ここ砂漠の国ガレバーシャは、一度きりのめでたい日を迎えていた。本日この国の第二王子、アシュレイの十八回目の誕生日を祝う会――即ち成人の儀式が執り行われる予定なのである。
しかし当の本人が見当たらず、国王イシュヴァーンが早朝から声を枯らしている所を、王妃エメラが履いていたサンダルで思い切り叩いたのだった。
ワンポイントの小さな花飾りが美しい。
「いってぇっ!」
「あの子ならもうとっくに警備に出たわよ。アンタがいびきかいてる内にね」
「ったく、生真面目なヤツだなぁ。今日は良いって言っといたのに」
「本当、アンタと私の子とは思えない良い子だわ」
王妃はサンダルを履き直しながら上目遣いで夫に語る。
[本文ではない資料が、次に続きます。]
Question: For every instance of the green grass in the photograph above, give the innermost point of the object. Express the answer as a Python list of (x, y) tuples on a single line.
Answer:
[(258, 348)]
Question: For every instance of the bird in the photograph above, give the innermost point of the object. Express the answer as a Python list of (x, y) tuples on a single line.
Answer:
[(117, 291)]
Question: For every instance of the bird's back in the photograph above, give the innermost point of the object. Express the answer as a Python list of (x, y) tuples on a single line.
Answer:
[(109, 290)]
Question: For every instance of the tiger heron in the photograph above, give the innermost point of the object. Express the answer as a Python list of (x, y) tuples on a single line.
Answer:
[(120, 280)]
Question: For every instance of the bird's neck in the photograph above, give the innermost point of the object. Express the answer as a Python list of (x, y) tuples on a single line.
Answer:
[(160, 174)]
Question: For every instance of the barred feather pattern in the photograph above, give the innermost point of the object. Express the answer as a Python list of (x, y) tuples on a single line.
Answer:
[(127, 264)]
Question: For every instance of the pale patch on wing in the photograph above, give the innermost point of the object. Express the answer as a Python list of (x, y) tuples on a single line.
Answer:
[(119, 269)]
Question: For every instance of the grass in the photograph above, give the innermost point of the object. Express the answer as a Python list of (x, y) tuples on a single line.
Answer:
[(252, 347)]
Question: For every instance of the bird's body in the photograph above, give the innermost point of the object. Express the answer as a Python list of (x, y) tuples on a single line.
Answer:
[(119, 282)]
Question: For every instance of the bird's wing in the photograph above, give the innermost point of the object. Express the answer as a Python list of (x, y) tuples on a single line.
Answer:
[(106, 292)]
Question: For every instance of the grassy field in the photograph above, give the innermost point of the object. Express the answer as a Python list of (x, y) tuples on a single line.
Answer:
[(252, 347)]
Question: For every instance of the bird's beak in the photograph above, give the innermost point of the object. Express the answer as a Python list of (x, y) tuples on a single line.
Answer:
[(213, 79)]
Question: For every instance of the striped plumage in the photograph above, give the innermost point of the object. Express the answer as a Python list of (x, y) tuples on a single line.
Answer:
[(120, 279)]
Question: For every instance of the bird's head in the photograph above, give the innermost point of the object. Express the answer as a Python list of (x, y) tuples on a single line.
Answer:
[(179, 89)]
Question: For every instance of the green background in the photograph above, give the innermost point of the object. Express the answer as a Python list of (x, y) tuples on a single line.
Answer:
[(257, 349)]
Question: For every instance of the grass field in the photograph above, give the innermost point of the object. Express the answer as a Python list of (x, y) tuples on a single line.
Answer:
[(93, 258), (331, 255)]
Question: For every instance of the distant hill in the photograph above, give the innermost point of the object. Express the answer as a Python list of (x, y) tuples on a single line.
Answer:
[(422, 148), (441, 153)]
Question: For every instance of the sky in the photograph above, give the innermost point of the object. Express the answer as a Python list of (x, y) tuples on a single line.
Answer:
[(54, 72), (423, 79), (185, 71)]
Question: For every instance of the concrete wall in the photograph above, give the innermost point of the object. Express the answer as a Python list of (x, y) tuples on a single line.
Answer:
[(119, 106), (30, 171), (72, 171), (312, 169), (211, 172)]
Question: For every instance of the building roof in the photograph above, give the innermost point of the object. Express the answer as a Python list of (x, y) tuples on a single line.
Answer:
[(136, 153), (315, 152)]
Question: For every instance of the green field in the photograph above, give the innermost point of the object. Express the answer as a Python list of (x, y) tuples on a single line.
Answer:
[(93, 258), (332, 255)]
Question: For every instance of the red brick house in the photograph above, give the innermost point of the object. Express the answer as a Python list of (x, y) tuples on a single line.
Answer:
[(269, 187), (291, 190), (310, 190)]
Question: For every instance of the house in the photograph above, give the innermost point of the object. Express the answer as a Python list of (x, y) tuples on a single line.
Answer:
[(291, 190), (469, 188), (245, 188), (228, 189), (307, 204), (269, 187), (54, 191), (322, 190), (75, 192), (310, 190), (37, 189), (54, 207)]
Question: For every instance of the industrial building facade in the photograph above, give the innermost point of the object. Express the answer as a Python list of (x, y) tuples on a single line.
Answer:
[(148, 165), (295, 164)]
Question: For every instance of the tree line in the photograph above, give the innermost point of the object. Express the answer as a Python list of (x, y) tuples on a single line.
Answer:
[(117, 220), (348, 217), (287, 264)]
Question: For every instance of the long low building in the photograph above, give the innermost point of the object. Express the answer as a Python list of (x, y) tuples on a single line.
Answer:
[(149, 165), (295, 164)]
しかしサンダルの踵部分をカバーするベルトが片手では上手く装着出来ず、結局王妃は床に座り込んだ。
丸々太った彼女のその様子は、まるでぬいぐるみの様に可愛らしい。
「おいエメラ。お前また太っただろ」
「余計なお世話よ」
何とか履き終え、王妃は立ち上がると国王の胸を軽く拳で突いた。